The Trouble with Civilization

Sierra Bellows
UVA Magazine

Phillip Trella studies bones from the ruins of the ancient cities of Upper Mesopotamia. After several millennia, the cities have been reduced to mounds, the detritus of human habitation piling up year after year so that the sites are elevated above the plains. A specialist in zooarchaeology, Trella can recognize a goat tibia with a glance. Turning a bone over in his hands, he can identify the species, age at death, sometimes sex, whether it was domesticated and how it may have been butchered and cooked.

“There is a sense of awe that people feel about ancient people that lived in complex societies,” says Trella (Grad ’00, ’10). “I think we can more easily relate to people living in early cities with buildings and monuments, with government and class hierarchies, than we can to hunter-gatherers.
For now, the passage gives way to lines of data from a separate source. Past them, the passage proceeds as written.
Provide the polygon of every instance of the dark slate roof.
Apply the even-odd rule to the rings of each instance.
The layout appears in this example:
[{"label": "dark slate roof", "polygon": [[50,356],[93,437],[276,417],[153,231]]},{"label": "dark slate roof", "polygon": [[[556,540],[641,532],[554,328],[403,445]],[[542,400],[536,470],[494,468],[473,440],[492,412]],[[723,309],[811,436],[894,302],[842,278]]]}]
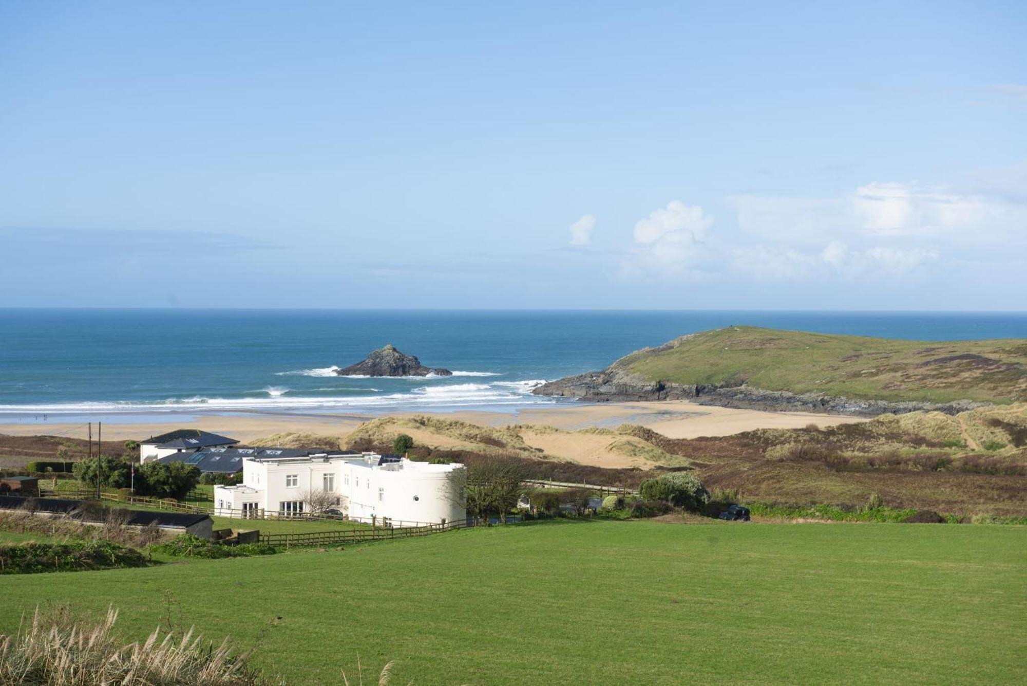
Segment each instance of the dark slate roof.
[{"label": "dark slate roof", "polygon": [[206,448],[208,446],[231,446],[238,441],[199,429],[175,429],[167,433],[143,439],[140,443],[157,444],[168,448]]},{"label": "dark slate roof", "polygon": [[[32,509],[40,512],[52,512],[56,514],[67,514],[79,508],[85,501],[66,500],[64,498],[25,498],[10,495],[0,495],[0,509],[18,509],[27,503],[31,503]],[[96,501],[93,501],[96,505]],[[86,522],[103,522],[107,511],[110,509],[123,509],[104,507],[103,517],[90,517],[84,519]],[[151,512],[141,509],[125,509],[128,512],[128,520],[125,524],[145,527],[151,522],[156,522],[157,526],[163,527],[191,527],[192,525],[208,519],[210,514],[191,512]],[[81,512],[79,513],[81,514]],[[81,517],[77,519],[83,519]]]},{"label": "dark slate roof", "polygon": [[175,453],[160,458],[160,462],[195,464],[200,471],[235,473],[242,469],[242,460],[274,460],[282,457],[306,457],[324,451],[309,448],[204,448],[191,453]]}]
I think the reason for this is that we believe in a socio-evolutionary narrative that suggests that we share certain commonalities with other ‘civilized’ societies.”


One feature that is common to most civilizations is that they go through cycles of growth and disintegration. Why do they fall apart? History documents the rise and fall of vast empires—Rome, Greece, the Maya, Persia and, yes, Mesopotamia. While examining the evidence left by ancient cities, Trella and other archaeologists develop theories about the nature of complex societies that inform our present civilization—the 
largest and most complex in history.

Agricultural practices, societal hierarchies, use and abuse of resources—all come under their scrutiny.

“As a group, you’ll find that anthropologists are very wary of the things being done now that cause environmental degradation,” says Patricia Wattenmaker, an associate professor of anthropology at U.Va. whose research focuses on the archaeology of complex societies, particularly those in the ancient Near East. “That is because we’ve seen how local environmental degradation affected societies of the past. To see environmental degradation on a global level is upsetting, because for us, unlike the ancient people who left their cities to become nomads, there is nowhere else to go.”